Lo que el pueblo hebreo debía transmitir o perpetuar era su ordenamiento en conformidad con la armonía numérica de las estrellas (Zahlenverhaltnisse). Veamos cómo sucedió. Isaac tuvo dos hijos: Jacob y Esaú. Entonces todo lo que procedía en línea directa de Jacob, a través de la sangre de las sucesivas generaciones, continuó desarrollándose, en tanto que la rama de Esaú fue eliminada y apartada de la línea principal.

 Jacob tuvo doce hijos, en correspondencia con las doce zonas del Zodiaco, a través de las cuales se desplaza el sol en la bóveda celeste, a fin de conservar el orden de las estrellas. Tal, era la medida interior de la ley (Gesetzmasigkeit). En la vida y continuidad del pueblo hebreo se observa el fiel reflejo del número y de la medida, tales como rigen en el cielo. Abraham se hallaba decidido a sacrificar a su hijo Isaac; en virtud de ello Jehová lo relevó de su compromiso. En lugar de Isaac se sacrificó un Cordero. ¿Qué significa esto? Algo verdaderamente profundo. Y ello es que el atributo físico humano que debía trasmitirse por herencia a través de las sucesivas generaciones de la raza, al que iban asociadas ciertas facultades y del cual dependían la comprensión de la medida y el número en conformidad con la lógica matemática, debía continuar y ser recibido como un don de Jehová. Pero a fin de que pudiera conservarse puro e inmaculado era necesario renunciar a toda clarividencia; a toda la Imaginación, las intuiciones y el flujo de todas aquellas Revelaciones tales como aparecen en las antiguas religiones de edades remotas, hasta los caldeos y los egipcios. Debía renunciarse a todo don del mundo espiritual. El último que permanecería, cuando todos los demás dones se hubieran ya oscurecido, era el expresado por el símbolo místico del Carnero. En éste, los dos cuernos del carnero aluden al sacrificio de la flor de loto de dos pétalos: el último don de la clarividencia fue ofrendado después de haber renunciado ya a los primeros.

 A fin de que Isaac retuviera la cualidad física de este órgano, debía ser sacrificado el último atributo de la clarividencia, el don del carnero o de la flor de loto de dos pétalos.[3] La misión encomendada a este pueblo se continuó así, transmitiéndole las facultades de Abraham de generación en generación.

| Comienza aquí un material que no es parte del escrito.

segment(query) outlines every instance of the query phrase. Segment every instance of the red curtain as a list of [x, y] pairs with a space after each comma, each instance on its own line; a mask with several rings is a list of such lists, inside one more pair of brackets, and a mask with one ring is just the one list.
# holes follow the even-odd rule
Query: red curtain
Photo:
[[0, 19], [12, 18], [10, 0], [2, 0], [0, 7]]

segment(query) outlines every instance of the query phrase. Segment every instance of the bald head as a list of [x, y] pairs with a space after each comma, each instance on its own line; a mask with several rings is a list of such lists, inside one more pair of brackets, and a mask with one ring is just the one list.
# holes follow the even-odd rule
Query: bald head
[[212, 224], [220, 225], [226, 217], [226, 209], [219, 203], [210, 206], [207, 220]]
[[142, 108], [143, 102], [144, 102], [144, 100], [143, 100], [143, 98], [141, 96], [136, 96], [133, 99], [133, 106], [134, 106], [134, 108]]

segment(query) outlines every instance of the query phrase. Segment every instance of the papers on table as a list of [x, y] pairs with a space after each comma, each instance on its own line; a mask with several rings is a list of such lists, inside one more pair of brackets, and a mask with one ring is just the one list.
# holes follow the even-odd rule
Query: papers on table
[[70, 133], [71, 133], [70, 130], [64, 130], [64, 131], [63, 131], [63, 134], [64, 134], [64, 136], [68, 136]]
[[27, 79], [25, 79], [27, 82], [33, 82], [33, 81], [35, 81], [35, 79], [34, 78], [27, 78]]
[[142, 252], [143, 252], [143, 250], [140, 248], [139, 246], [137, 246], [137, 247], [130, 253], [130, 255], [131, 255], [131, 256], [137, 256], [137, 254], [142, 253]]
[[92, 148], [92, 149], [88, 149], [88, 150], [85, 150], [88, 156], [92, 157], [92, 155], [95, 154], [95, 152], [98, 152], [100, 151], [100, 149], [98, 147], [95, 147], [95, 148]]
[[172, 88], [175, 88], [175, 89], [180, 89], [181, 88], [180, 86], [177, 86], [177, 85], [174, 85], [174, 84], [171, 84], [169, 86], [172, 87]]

Toda vez que reaparecía atávicamente la clarividencia, toda vez que alguien podía ver nuevamente en el mundo espiritual, tan fuerte era la reacción provocada, que la persona dotada con este don era inmediatamente apartada de la sociedad, prohibiéndose la vida en común con el grupo. La antipatía hacia el don del carnero halló expresión en la persecución. Tal fue el caso de José. En sueños recibió una iluminación profética del mundo de los espíritus. El destierro que debió sufrir entonces resulta perfectamente comprensible, puesto que lo que él poseía no estaba de acuerdo con la misión encomendada al pueblo hebreo. Fue arrojado del seno de sus hermanos debido a que había reaparecido en él un vestigio de la antigua clarividencia. José debió dirigirse a Egipto porque se había apartado de la misión de su pueblo. Tal, el profundo significado de lo que allí se nos dice.

Se comprende ahora cómo por mediación de esta personalidad, en quien se había depositado un antiguo legado que el pueblo hebreo sólo podía considerar en su carácter de don existente con anterioridad a Abraham —por intermedio de José—sucedió algo que, una vez más, resultó de enorme importancia para la evolución del antiguo pueblo hebreo hacia el cumplimiento de su misión. En cierto sentido, estaba cerrada para los hebreos la puerta que conducía a los pueblos hindú y persa hacia su religión, por medio de la antigua y oscura clarividencia. ¡Para ellos estaba cerrada la puerta! Miraban hacia el mundo, regulado de acuerdo con la medida y el número, y reconocían en Jehová a la Unidad por la cual todas estas cosas se hallaban ordenadas. Ellos sabían una cosa y era esto que todo aquello que miraban, todo aquello que encontraban en Jehová como creador de los fenómenos del mundo, y el yo humano (Ichheit) no eran sino una misma cosa única.

Pero ninguna imaginación, ninguna experiencia individual interior pudo darse en el seno de aquel pueblo con respecto a estas cosas, y así, debieron aprenderlo todo del exterior. Esto significaba que tuvieron que aprenderlo de otro pueblo que poseía todavía estas experiencias interiores. Y no fue otro que José el eslabón que vinculó a los antiguos hebreos con los egipcios, pueblo éste de quien los antiguos hebreos pudieron aprender lo que ya no podían experimentar por sí mismos. Los hebreos aprenderían así lo que un hombre puede tornar consciente una vez que ha tenido experiencias interiores individuales, sumando a su conocimiento y experiencia del mundo exterior, la Imaginación íntima del ser. Y esto fue lo que sucedió cuando los hebreos trabaron contacto con el pueblo egipcio, pueblo que todavía tenía experiencias clarividentes en gran medida. Los hebreos tuvieron entonces que armonizar estas facultades interiores con las que habían adquirido a través de la lógica matemática. Pero nunca hubieran podido hacerlo solos, sin la conducción de una personalidad dotada de cierto margen de Imaginación. Por eso decíamos que fue José el eslabón adecuado para unir ambos pueblos puesto que poseía aquella facultad.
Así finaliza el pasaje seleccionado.